Pero el nueve empezó a joderse cuando Di Stéfano descubrió que era tan bueno que podía liarla por todo el campo como nueve organizador, siguió con aquellas selecciones brasileñas modernas desde finales de los 70 que jugaban sin portero y pasaban del delantero centro (¿alguien recuerda a Serginho en España 82?), continuó con aquellos nueves de entrenador matándose a correr con los centrales (trabajo de equipo, se decía), sustituidos en el minuto 60 y con tres goles por temporada, y lo ha acabado de joder el superpoder goleador de Messi. Matamos al nueve cuando empezamos a añadirle adjetivos. Fue sinónimo de gol hasta que empezó a ser nueve falso, nueve trabajador, nueve que cae a bandas, nueve y medio.

Lo saben bien en el Real Madrid, donde miran a Haaland soñando en realidad con otro siete (Mbappé), después de minusvalorar la ausencia de un nueve al pensar que entre los demás gambeteadores compensarían la marcha de Cristiano Ronaldo, que no era nueve, es cierto, pero era un 7.9.11: un siete, un nueve y un once cubriendo todo el frente de ataque.

El gol ya llegará, piensan mientras se celebra a esos futbolistas que dicen preferir un pase de gol a marcarlo (casi siempre porque se les hace de noche ante la portería) y se ensalza lo accesorio.

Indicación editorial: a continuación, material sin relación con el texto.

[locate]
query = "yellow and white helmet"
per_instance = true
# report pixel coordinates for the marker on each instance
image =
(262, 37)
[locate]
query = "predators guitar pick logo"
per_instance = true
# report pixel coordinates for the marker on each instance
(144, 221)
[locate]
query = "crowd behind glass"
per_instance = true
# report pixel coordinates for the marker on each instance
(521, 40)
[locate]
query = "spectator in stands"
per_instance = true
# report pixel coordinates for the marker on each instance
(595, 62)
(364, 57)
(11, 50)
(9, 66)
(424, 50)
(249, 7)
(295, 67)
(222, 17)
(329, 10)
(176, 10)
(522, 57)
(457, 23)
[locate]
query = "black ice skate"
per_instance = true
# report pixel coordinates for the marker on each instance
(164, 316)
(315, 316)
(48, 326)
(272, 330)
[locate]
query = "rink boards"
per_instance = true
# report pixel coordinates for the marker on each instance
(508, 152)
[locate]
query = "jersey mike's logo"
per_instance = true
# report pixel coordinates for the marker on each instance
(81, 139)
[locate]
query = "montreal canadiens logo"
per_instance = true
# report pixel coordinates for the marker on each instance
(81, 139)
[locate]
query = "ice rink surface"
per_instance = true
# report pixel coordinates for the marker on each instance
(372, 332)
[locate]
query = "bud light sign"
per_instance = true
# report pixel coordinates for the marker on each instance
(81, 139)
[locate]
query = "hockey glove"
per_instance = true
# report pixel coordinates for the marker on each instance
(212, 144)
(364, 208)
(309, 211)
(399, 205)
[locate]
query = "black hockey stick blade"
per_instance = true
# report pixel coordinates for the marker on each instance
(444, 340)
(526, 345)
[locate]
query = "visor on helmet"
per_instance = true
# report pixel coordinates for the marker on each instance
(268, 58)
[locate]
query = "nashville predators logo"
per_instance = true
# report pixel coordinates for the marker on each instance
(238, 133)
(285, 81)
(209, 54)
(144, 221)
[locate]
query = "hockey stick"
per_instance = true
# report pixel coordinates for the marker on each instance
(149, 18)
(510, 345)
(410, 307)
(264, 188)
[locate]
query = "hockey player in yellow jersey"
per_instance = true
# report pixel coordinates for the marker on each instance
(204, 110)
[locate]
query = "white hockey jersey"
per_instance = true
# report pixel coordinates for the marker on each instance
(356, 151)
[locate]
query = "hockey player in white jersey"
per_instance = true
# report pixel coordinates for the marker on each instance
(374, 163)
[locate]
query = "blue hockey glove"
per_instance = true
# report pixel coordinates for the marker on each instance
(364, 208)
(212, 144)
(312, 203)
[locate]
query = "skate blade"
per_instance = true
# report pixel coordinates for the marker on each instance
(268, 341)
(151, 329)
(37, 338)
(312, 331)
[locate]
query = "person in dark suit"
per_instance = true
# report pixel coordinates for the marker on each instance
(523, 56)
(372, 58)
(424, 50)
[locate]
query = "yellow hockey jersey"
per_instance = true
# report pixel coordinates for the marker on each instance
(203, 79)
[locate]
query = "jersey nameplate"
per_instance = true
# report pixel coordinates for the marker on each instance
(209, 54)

En un mundo con cada vez menos centros al área, el centrodelantero se difumina y está obligado a transformarse. Es tiempo de dieces, de medias puntas, de centrocampistas de posesión y de centrales sobrepreciados con buena salida de balón. Pero la realidad es tozuda. Cuando un nueve se va, siempre se lleva sus goles con él.